Categorical and Regression Trees with rpart
This tutorial uses data from the Dominante Trees of California dataset.
Loading the Libraries
Tree models are the most natural method to model response variables that are categorical (i.e. soil type, land cover type, etc.). However, they can also be used to model continuous responses but be careful of over fitting.
I had some errors when installing caret and found out you may need to remove the cli library and then reinstall it to get the latest version. The code below will do this and only needs to be exectued once.
# Note; I had to remove an old cli package to have R install the new one that was # Required by caret. Otherwise, confusionMatrix() was undefined remove.packages("cli") install.packages("cli")

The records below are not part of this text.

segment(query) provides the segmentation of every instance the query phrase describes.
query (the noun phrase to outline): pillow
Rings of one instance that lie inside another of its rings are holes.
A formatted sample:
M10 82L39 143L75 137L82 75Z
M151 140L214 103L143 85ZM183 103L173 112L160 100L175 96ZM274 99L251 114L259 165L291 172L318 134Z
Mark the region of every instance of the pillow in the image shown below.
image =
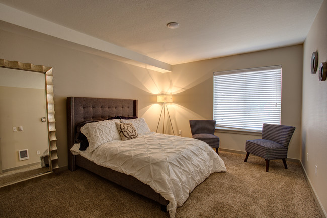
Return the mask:
M138 135L142 135L151 131L143 118L133 119L132 120L121 120L122 123L130 123L133 124Z
M136 116L134 116L132 117L124 117L123 116L117 116L117 119L120 119L122 120L131 120L133 119L137 119L138 117L137 117Z
M120 119L118 116L114 116L114 117L109 117L108 119L106 119L106 120L114 120L115 119Z
M87 148L88 148L88 146L89 146L88 139L85 137L85 135L80 132L80 128L87 123L94 123L95 122L102 121L103 121L103 120L86 121L82 122L77 125L76 127L76 134L75 134L75 141L76 141L76 143L80 143L80 147L79 147L80 150L84 151L87 149Z
M120 135L116 126L116 122L119 122L119 120L106 120L89 123L80 128L80 132L86 136L89 142L89 147L87 149L88 152L92 152L101 144L120 139Z
M116 123L122 141L137 138L137 132L132 123Z

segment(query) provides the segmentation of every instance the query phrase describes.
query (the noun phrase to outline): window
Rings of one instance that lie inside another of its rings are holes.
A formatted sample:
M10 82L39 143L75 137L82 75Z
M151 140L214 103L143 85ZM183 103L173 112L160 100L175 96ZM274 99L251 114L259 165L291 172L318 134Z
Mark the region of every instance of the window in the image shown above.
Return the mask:
M213 74L213 117L223 129L261 132L280 124L282 66Z

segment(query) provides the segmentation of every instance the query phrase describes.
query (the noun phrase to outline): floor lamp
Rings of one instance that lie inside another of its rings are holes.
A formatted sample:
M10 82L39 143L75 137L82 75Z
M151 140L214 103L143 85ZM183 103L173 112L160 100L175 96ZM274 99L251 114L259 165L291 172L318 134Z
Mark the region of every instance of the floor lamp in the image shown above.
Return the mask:
M173 125L172 124L172 120L171 120L171 116L169 115L169 112L168 111L168 108L167 107L167 102L173 102L173 96L171 95L158 95L157 96L156 102L158 103L163 103L162 104L162 108L161 110L161 113L160 114L160 118L159 118L159 122L158 122L158 126L156 127L156 131L155 132L158 131L158 128L159 127L159 123L160 123L160 120L161 119L161 115L162 115L162 111L164 111L164 119L162 120L162 134L164 134L164 129L165 128L165 113L166 109L167 109L167 113L168 114L168 117L169 117L169 121L171 123L171 126L172 127L172 130L173 130L173 134L174 135L175 135L175 132L174 132L174 129L173 128Z

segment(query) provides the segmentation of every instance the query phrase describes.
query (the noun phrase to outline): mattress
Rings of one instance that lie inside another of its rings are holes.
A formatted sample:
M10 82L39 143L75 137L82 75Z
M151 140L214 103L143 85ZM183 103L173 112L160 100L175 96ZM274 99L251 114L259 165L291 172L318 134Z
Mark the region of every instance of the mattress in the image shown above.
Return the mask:
M149 185L169 201L171 218L197 185L213 173L226 171L222 159L206 143L152 132L103 144L91 153L80 151L78 144L71 151Z

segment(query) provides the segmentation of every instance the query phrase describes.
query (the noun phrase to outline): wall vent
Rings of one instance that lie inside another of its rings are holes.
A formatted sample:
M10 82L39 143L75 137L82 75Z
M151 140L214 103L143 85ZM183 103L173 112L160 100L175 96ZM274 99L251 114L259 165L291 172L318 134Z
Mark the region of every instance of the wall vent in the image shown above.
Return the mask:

CART results additional libraries to be loaded into R as shown below. You only need to execute this code once in R-Studio. Also, there is a library, rpart.plot, that provides much better looking trees than the standard plot() function. There is a section on this library at the bottom of the page.
library(rpart)
library(caret)
library(rpart.plot)
Setting the Working Directory
For this tutorial, I have also set the working directory at the top of the script. You'll want to change this to point to the folder with your data.
setwd("C:\\Users\\jim\\Desktop\\GSP 570\\Lab 6 CART\\")
Doug-Fir Example Data
The following examples were created using the Doug-Fir data we extracted from the FIA database.
# Read the data just using the file name TheData = read.csv("DominnantTrees_CA_Temp_Precip.csv") # Remove any NA (null) values TheData=na.omit(TheData)
The example data includes columns for:
- CommonName: Common name of the dominant tree species in the FIA plot
- Genus: Genus of the dominant tree species
- Species: Species of the dominant tree species
- AnnualPrecip: Annual precipitation values
- AnnualTemp: Annual temperature values
Creating and Plotting Trees
Creating a tree with rpart(...) is similar to the other modeling functions we have used and we just need to specific "class", for classification trees, as the method.
# create a classification tree with common names
TheTree=rpart(CommonName~AnnualPrecip+AnnualTemp,data=TheData,method="class")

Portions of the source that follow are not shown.